Like Nick, Isabella is a well-placed, so-far-discreet member of a strong alliance with a level head and unobtrusive disposition — in short, she isn’t likely to strike anyone as an obvious candidate for eviction anytime soon, which in the early weeks of a season of Big Brother especially is as good as victory.
Now, Sam is not exactly the picture of a Big Brother winner — he tends loud, which this early in the game is one of the surest ways to become a target, and he’s a family man over 30, which makes him unlikely to cozy up to his houseguests in the easiest ways. But while a bit of a loner so far, he hasn’t ruffled any feathers, and in fact won a Veto competition the smart money would have said was Jack’s to lose. He showed good sense in talking to both Jack and Christie about his plans to use the Veto, and in using it on Cliff showed himself a nice guy willing to be helpful. He may go further than anyone expected.

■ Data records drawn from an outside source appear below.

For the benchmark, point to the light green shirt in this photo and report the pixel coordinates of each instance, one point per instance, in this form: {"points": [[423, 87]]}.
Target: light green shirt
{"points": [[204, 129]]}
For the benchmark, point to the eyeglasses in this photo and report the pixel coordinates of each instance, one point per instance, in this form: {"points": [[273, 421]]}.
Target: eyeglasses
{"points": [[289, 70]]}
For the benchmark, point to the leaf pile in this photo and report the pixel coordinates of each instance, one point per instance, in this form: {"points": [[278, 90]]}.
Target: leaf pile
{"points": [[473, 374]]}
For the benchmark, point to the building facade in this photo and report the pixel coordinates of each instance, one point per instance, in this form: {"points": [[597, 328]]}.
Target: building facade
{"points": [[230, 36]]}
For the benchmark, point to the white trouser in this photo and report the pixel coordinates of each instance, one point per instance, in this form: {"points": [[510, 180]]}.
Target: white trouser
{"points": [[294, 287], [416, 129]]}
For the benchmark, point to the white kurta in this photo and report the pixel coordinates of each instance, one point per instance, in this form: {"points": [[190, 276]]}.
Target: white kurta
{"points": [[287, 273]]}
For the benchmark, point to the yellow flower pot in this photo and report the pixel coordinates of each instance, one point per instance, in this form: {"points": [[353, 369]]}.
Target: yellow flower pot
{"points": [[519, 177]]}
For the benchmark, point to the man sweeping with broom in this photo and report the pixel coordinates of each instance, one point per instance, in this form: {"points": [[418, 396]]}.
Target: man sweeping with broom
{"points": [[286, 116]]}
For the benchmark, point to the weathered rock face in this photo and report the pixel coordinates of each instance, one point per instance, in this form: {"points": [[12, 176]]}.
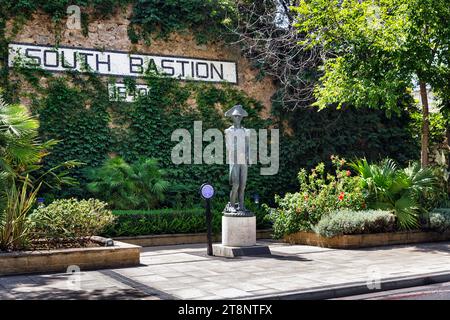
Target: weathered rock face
{"points": [[111, 34]]}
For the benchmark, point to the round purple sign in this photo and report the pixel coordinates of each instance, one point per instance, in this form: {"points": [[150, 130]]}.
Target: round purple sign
{"points": [[207, 191]]}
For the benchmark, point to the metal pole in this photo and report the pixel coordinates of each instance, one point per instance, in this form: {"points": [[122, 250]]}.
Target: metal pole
{"points": [[209, 227]]}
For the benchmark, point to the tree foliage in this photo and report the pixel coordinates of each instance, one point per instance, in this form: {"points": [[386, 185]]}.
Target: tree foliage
{"points": [[377, 49]]}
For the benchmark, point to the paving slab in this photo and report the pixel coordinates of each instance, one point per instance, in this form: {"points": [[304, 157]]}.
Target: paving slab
{"points": [[292, 271]]}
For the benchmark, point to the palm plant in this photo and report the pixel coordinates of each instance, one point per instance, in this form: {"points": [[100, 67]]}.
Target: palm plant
{"points": [[139, 185], [14, 224], [18, 133], [391, 188], [20, 172]]}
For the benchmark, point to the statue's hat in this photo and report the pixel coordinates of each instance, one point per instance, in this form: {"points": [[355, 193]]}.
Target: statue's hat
{"points": [[237, 110]]}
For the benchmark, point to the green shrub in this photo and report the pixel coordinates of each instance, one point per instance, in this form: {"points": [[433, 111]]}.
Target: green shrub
{"points": [[70, 220], [389, 187], [171, 221], [320, 193], [440, 219], [139, 185], [355, 222]]}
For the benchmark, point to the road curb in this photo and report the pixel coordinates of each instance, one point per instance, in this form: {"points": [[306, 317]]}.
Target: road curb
{"points": [[356, 288]]}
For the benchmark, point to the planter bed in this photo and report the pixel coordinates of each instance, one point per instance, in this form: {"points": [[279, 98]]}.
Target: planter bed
{"points": [[87, 258], [365, 240], [180, 238]]}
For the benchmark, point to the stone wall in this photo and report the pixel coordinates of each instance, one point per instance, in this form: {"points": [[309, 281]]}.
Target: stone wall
{"points": [[111, 34]]}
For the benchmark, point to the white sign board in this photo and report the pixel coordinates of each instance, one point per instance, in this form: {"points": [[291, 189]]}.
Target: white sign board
{"points": [[123, 64]]}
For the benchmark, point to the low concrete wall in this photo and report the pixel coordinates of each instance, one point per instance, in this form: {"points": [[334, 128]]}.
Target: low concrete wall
{"points": [[119, 255], [365, 240], [187, 238]]}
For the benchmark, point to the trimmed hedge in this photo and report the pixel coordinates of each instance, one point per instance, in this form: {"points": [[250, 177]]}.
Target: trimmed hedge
{"points": [[355, 222], [440, 219], [167, 221]]}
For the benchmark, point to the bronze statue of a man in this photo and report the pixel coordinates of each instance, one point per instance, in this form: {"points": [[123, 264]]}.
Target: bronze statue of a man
{"points": [[238, 147]]}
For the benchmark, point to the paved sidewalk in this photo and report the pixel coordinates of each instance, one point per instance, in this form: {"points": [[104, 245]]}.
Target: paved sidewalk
{"points": [[186, 272]]}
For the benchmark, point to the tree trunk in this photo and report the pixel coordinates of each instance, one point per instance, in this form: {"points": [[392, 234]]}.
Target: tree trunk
{"points": [[425, 124]]}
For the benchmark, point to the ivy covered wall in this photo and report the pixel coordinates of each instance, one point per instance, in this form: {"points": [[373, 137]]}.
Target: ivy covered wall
{"points": [[75, 108]]}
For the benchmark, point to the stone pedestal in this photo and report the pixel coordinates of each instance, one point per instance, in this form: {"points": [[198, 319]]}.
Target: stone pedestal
{"points": [[239, 238], [239, 231]]}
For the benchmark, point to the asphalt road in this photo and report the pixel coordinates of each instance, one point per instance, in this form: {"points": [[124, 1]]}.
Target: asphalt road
{"points": [[440, 291]]}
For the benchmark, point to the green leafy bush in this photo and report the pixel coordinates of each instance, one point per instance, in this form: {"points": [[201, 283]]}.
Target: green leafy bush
{"points": [[320, 193], [170, 221], [355, 222], [139, 185], [440, 219], [70, 220], [392, 188]]}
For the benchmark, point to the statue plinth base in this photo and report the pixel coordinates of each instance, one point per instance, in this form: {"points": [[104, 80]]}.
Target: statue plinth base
{"points": [[239, 238]]}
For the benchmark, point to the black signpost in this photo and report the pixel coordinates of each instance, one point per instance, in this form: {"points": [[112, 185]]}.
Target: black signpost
{"points": [[207, 192]]}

Head of Household is not merely an honorary title. It comes with several important responsibilities, and the way a player fulfills those responsibilities says a lot about their character, their constitution, and their long-term prospects for winning the game — and in these respects Christie did not fare well. She played her HOH reign about as carelessly as anyone in recent memory, not only making necessary enemies and inflicting unavoidable damage, but actively damaging her alliance and proving herself fickle and untrustworthy to everyone in the game. Her attitude, though, was the most glaring problem, and it’s this that says the most about how she’ll play going forward. On these grounds, I doubt she’s long for the game.
• “Are you bitches conspiring against me?” You know what they say about paranoia: you’re not paranoid if people really are out to get you. But what if they’re only out to get you because you insist on accusing them of conspiracy?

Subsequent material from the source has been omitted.